Just a little update, I have since talked to the client and he has asked us to push the snow across the road or in is front yard. It is against the law to push it across the road, however, a lot of people do. It is just a field and we have done it in the past until he asked us not to since he got a letter from the road commission a few years ago. He also said we can push it in his front yard if we absolutely have to. Moving the pile to his front yard vs his side yard imo wont change his neighbors problem, but we have agreed to do it. Next year, there will be no problem, since we will not be servicing him after this season. ENOUGH IS ENOUGH.


----------



## birddseedd (Jul 12, 2010)

instead of dropping. why not just hike up the price? let him chose if what you dealing with it is worth the cost you set


----------



## Plowtoy (Dec 15, 2001)

birddseedd;1602727 said:


> instead of dropping. why not just hike up the price? let him chose if what you dealing with it is worth the cost you set


I tried that when I was plowing the restaurant he own's. They bought the building next door and took it down and turned it into a parking lot, I had been doing his old lot at a fraction of the price his new lot was bid, needless to say, I didn't get the lot. It didn't hurt my feelings too badly, because he was just as difficult to deal with there is he is at home. Its time to let him go. Sometimes theres no amount of money that would make a job worth doing.


----------



## birddseedd (Jul 12, 2010)

yea i can see that. some customers just dont want to be pleased. most of them dont want to pay a decent price. i sure as heck dont. thats why i do stuff myself


----------



## Dewey (Feb 1, 2010)

SnowGuy73;1602625 said:


> Not a bad idea, how is it working for you?


I actually do this for all first time customers now..... After the first year if they like my service and I like working for them I then change their status to normal billing.... I ahve found that if someone is going to screw you it is the new customers...


----------



## Spool it up (Oct 30, 2012)

*had a dentist office call for service mid winter . signed them up , serviced one small storm , they call and cancel after payment . 
They're called shoppers or as i like to say 'peekers' . Its the nature of the business these daze . Bottom line is $$$.$$

they usually get caught with their pants down . just need a biggy to keep em honest !

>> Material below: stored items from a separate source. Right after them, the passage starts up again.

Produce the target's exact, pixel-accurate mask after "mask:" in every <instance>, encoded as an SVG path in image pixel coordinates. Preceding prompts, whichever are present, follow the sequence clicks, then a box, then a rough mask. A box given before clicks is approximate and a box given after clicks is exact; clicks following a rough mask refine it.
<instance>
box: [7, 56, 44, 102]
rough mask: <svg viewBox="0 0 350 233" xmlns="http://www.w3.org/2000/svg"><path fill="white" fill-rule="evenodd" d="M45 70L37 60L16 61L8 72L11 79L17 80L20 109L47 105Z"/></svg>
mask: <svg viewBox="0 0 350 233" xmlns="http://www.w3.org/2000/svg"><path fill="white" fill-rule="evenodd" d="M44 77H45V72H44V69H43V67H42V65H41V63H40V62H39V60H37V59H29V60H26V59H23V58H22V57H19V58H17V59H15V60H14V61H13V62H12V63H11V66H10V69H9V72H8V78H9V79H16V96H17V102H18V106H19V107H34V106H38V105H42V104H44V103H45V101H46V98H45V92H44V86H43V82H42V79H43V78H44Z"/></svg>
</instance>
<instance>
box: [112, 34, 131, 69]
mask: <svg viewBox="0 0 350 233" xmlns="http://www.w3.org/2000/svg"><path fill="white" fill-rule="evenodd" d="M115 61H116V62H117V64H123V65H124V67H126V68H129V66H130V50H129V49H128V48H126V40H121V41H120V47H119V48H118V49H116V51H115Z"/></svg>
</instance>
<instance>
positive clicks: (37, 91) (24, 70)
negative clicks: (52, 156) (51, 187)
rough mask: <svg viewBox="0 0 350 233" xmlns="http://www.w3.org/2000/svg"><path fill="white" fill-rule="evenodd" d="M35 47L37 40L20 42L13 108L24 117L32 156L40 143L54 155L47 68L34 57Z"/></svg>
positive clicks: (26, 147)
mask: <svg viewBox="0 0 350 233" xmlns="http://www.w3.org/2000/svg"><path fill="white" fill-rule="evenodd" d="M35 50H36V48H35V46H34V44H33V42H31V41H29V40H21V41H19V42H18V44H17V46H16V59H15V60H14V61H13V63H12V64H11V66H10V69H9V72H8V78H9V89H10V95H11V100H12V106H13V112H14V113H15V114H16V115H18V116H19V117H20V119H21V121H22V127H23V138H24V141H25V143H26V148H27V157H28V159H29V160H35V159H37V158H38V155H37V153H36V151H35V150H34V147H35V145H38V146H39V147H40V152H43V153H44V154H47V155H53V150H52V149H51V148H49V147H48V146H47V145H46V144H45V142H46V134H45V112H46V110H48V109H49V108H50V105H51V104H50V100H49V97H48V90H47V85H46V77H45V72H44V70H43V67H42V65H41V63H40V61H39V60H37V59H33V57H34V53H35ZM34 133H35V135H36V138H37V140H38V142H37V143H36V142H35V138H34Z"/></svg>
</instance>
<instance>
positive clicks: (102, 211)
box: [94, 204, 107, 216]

you got to know something is rotten in denmark when they're calling mid winter

expect it

*


----------



## Ramairfreak98ss (Aug 17, 2005)

we only have $50 winter deposits for contracts for residential.... if there is a balance, it will be deducted and invoiced, if not, i'd just cut him a check for $50 and send the cancellation... but like others said, its almost end of winter, maybe just deal with it for a few more weeks and not renew next year, then at least you know he won't be complaining about your company because you cancelled.. you know he'll portray things his way like you were not reputable etc.


----------



## 94gt331 (Oct 21, 2011)

Smart thing would be to keep servicing winter is pretty much done. Send him a letter mid April and tell him your cancelling service to downsize your workload or something like that, that way you keep a good reputation with him even if he is a d- bag.


----------